Aïd al-Adha 2024. Prix élevés des cheptels, des professionnels se justifient
Face à la polémique qui accompagne Aïd al-Adha sur les prix souvent hors de portée du citoyen et l’attrait pour les ovins importés, Médias24 s’est déplacé dans les abattoirs de Hay El Mohammadi et le souk temporaire de Médiouna pour donner la parole aux professionnels et s’enquérir de la réalité du terrain.
Abdelali, vendeur d’ovins au détail et en gros aux abattoirs de Hay El Mohammadi, a démenti, au micro de Médias24, les rumeurs qui courent sur un éventuel accord entre vendeurs sur les prix : "Chaque vendeur fixe le prix qu’il souhaite." Pour établir le prix de vente, Abdelali dit s’être basé sur "le prix d’achat initial" et avoir ajouté "les charges, c’est-à-dire le transport, le fourrage, la rémunération des travailleurs, la location du lieu de vente et sa marge bénéficiaire".
Interrogé sur les différences entre ovins importés et locaux, Abdelali répond : "Je n’ai pas de moutons importés dans mon cheptel car leur qualité est discutable. Bien que les prix des moutons locaux soient plus élevés, leur qualité reste nettement meilleure."
Il poursuit en expliquant les préférences des clients : "Certaines personnes se sont rendu dans les supermarchés et y ont trouvé des ovins importés à 83, 84 ou 85 DH le kilo, mais sont tout de même revenus pour nous les acheter à 90 DH le kilo parce que les races sardi et bergui sont meilleures. Nous apprécions la qualité ici."
Quant aux perspectives d’avenir, il précise : "Pour les jours à venir, les prix dépendront de l’offre existante. De façon générale, l’offre de cette année est inférieure à celle des années précédentes. Si l’offre était plus abondante, nous aurions vendu à 50 ou 55 DH le kilo."
Face aux prix inabordables, de nombreux marocains envisagent de ne pas accomplir le sacrifice cette année. "La vérité, c’est que les citoyens achètent les moutons. La preuve, le cheptel dont on dispose encore ne nous suffira que jusqu’au jeudi 13 juin. Nous n’aurons donc plus rien à vendre pendant les trois jours qui précèderont la date de l’Aïd", dit Abdelali, comme pour souligner l’insuffisance de l’offre selon lui.
"Cette hausse des prix des moutons ne concerne pas seulement le Maroc ; la plupart des pays musulmans sont également touchés, c’est dû à l’inflation", conclut Abdelali.
Selon le ministère, l’offre est largement supérieure à la demande.

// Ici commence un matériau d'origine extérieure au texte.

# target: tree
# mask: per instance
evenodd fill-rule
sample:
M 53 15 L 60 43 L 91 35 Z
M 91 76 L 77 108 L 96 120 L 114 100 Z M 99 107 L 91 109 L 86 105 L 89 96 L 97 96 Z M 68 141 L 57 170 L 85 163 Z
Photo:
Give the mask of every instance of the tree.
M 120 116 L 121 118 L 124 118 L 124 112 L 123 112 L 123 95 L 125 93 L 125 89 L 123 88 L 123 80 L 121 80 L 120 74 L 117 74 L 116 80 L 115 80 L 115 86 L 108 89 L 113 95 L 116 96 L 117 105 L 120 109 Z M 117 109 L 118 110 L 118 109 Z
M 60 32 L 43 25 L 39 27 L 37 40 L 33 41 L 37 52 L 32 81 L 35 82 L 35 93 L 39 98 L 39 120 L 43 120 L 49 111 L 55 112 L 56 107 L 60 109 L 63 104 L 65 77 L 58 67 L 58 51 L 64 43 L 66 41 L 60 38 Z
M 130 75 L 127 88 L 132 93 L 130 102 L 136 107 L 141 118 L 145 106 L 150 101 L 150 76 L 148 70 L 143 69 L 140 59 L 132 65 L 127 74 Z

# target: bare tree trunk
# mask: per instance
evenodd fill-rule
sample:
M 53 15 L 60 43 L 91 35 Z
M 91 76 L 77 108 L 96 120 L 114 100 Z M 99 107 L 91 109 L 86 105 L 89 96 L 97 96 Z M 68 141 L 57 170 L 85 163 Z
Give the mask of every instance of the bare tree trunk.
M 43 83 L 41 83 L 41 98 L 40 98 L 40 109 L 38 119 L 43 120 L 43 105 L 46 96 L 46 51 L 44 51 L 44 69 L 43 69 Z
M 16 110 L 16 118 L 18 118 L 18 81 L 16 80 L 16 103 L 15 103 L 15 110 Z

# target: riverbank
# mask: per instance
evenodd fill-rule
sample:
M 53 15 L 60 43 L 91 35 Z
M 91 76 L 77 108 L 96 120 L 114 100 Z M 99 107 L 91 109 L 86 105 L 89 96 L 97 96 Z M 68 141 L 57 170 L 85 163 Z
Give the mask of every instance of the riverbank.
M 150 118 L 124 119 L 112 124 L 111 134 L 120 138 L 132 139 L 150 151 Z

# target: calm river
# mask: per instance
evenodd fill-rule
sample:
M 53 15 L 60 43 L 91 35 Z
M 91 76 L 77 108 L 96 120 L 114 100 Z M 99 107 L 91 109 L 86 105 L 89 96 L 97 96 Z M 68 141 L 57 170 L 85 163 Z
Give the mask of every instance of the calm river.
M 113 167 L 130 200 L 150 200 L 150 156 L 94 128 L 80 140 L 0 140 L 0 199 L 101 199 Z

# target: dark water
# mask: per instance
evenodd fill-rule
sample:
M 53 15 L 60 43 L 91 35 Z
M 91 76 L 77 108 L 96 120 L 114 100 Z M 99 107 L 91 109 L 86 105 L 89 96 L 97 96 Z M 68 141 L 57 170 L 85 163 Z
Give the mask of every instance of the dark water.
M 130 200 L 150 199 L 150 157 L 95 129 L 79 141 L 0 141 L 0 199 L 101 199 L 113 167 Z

Mohamed Sadiki avait annoncé en mai dernier que "la demande pour Aïd al-Adha est estimée à environ 6 millions de têtes, dont 5,4 millions d’ovins (81% de moutons et 19% de brebis) et 600.000 caprins", pour une offre générale de 7,8 millions de têtes comprenant 6,8 millions d’ovins et 1 million de caprins, soit une différence de plus de 1,8 million de têtes. Qui croire ?
Taoufik Issam, éleveur présent dans la souk de Médiouna, estime quant à lui que l’offre de cette année est suffisante mais le pouvoir d’achat des citoyens limité : "Les gens n’arrivent pas à dépasser le plafond de 5.000 ou 5.500 DH."

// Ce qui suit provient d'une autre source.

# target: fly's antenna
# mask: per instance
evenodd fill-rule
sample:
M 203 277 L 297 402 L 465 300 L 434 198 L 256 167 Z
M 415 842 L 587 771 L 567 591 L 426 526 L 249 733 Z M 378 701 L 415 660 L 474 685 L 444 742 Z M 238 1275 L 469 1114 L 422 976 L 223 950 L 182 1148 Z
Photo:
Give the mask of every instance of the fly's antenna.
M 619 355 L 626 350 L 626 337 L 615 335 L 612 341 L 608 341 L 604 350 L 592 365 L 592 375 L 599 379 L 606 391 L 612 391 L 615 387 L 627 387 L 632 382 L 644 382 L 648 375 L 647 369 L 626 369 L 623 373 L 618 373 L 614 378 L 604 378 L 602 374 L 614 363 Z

Les prix élevés des moutons sont attribués aux charges d’élevage supportées tout au long de l’année pour garantir une qualité supérieure. "Les ovins marocains sont de qualité supérieure par rapport à ceux importés. Il faut savoir que ceux importés ont généralement moins de six mois, ce qui les rend inaptes pour le sacrifice si l’on se fie à la Sounna. Quant à leur viande, le goût des ovins marocains est bien meilleur."
L’éleveur nous explique également sa stratégie de gestion des stocks : "Si je n’arrive pas à vendre tous les jeunes ovins avant l’Aïd, je n’aurai pas de problème pour les garder l’année prochaine. En revanche, pour ceux qui sont de grande taille, je serai obligé de les vendre aux boucheries."

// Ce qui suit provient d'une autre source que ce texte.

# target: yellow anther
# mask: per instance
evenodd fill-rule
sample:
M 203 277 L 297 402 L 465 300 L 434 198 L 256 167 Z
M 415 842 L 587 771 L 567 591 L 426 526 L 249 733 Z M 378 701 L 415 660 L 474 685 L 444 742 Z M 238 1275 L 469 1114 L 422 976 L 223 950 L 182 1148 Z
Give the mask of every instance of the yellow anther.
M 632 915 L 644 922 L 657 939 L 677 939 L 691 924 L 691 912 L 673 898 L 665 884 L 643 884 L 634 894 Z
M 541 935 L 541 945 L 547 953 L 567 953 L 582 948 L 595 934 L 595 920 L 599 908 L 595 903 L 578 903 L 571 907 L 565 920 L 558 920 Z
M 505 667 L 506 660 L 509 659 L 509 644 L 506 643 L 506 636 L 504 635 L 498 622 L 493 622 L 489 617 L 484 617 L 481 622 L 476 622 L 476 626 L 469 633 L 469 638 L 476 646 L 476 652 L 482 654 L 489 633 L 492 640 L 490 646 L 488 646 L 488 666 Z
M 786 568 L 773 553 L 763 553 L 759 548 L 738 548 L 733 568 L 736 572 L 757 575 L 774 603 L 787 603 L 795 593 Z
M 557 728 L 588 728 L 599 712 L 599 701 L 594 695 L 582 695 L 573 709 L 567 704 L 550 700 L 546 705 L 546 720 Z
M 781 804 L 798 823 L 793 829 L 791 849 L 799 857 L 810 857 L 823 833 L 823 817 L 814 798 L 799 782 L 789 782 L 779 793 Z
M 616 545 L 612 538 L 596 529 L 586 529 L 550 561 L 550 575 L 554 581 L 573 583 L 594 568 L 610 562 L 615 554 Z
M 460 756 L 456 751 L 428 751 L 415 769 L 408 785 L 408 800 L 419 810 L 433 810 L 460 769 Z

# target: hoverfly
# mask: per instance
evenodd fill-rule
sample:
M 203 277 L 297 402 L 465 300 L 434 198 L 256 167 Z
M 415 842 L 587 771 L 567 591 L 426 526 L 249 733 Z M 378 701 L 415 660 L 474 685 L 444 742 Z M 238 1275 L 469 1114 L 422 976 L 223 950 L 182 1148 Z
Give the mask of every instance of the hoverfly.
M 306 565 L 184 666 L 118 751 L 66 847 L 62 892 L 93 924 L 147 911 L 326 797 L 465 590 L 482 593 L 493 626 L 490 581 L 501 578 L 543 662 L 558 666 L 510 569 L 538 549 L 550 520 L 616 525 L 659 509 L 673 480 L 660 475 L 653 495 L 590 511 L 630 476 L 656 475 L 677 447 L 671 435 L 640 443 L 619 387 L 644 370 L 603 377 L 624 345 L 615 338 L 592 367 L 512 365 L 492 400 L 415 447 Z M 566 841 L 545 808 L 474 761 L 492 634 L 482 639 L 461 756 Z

Ses plus grands bénéfices sont réalisés pendant l’Aïd, dit-il, mais les marges d’autrefois ne sont plus d’actualité. "Notre marge personnelle est de 300 à 500 dirhams par tête", affirme-t-il.
Face aux défis économiques et à la hausse des prix, la préparation de l’Aïd al-Adha reste marquée par des préoccupations sur l’offre et la qualité des moutons. Entre les avis divergents des professionnels et les réalités du marché, les citoyens doivent naviguer entre traditions et contraintes financières.